Ушли мы лишь вечность спустя. На баржу съехалось довольно много народу. Приехал сюда потанцевать и старый Гордон Несбитт… Когда мы уходили, и белая, и цветная баржи были битком набиты и уже основательно стемнело.
На берегу — в прогалах между сараями, складами, чьи длинные стены грозили обрушиться, — горели редкие огни. В вышине на городском валу звонили старые, еще времен осады колокола.
— Ты католичка? — бог знает почему спросил я.
Католичка не католичка, что мне за разница, но я поглядел, как она стоит на палубе, а в воздухе разносится звон теперь лишь одного, такого чужого, колокола, и дал ей понять, что она в чем-то обманула мои ожидания, — и так оно и было.
— Мы баптисты. А вы разве католик? Вот вы кто?

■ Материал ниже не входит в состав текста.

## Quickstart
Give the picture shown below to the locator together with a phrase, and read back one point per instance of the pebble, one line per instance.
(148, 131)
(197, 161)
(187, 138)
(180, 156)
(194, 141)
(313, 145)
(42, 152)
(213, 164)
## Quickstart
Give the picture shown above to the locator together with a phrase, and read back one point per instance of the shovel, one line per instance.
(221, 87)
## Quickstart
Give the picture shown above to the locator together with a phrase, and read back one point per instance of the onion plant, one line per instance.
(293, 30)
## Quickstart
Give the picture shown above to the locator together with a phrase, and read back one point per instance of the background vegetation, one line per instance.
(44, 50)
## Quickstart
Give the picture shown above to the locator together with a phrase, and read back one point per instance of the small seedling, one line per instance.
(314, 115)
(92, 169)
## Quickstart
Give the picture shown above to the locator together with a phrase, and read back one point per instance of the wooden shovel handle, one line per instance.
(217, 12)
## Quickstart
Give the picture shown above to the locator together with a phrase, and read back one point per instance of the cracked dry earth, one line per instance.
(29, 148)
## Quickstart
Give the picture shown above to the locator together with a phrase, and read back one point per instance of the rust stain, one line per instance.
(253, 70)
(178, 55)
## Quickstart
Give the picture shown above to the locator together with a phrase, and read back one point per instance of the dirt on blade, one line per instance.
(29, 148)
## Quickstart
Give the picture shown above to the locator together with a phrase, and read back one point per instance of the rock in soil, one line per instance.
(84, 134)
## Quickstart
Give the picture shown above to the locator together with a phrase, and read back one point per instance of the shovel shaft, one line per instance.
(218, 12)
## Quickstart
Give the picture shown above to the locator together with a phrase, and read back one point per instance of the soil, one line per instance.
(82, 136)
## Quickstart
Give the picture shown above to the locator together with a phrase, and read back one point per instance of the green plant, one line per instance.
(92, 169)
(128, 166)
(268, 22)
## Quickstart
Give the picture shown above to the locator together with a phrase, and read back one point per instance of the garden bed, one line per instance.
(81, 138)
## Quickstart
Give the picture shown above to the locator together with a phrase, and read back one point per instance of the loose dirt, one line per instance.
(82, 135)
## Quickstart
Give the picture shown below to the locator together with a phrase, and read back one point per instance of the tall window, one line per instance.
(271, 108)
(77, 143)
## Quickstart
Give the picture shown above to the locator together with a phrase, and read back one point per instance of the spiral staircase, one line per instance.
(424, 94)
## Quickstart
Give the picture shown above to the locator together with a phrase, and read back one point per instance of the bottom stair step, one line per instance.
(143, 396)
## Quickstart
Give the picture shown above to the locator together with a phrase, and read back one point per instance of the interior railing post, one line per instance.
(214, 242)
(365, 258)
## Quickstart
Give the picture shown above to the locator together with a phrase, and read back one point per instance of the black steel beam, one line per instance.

Не прикасаясь к ней — разве что случайно коленом, — я повел ее вверх по крутому, в выбоинах склону туда, где, перекосясь, стояла моя машина. Уже в машине она никак не могла закрыть за собой дверь. Я стоял и ждал, но дверь не поддавалась — она ведь выпила все, что я ей наливал. И вот — не могла закрыть дверь.
— Закрой дверь.
— Я выпаду. Выпаду вам на руки. Я выпаду, а вы меня подхватите.
— Не выпадешь. Закрой дверь. Кроме тебя, ее закрыть некому. Мне несподручно. Хлопни посильней.
Закрыла наконец. Я привалился к дверце, придавил ее.
Сжигая резину, преодолел один крутой уступ за другим, свернул к реке, поехал вдоль прибрежных утесов, опять свернул, на этот раз на грунтовую, изрытую глубокими колеями дорогу, петляющую под буйно заросшими откосами, темную, стремительно уходящую вниз.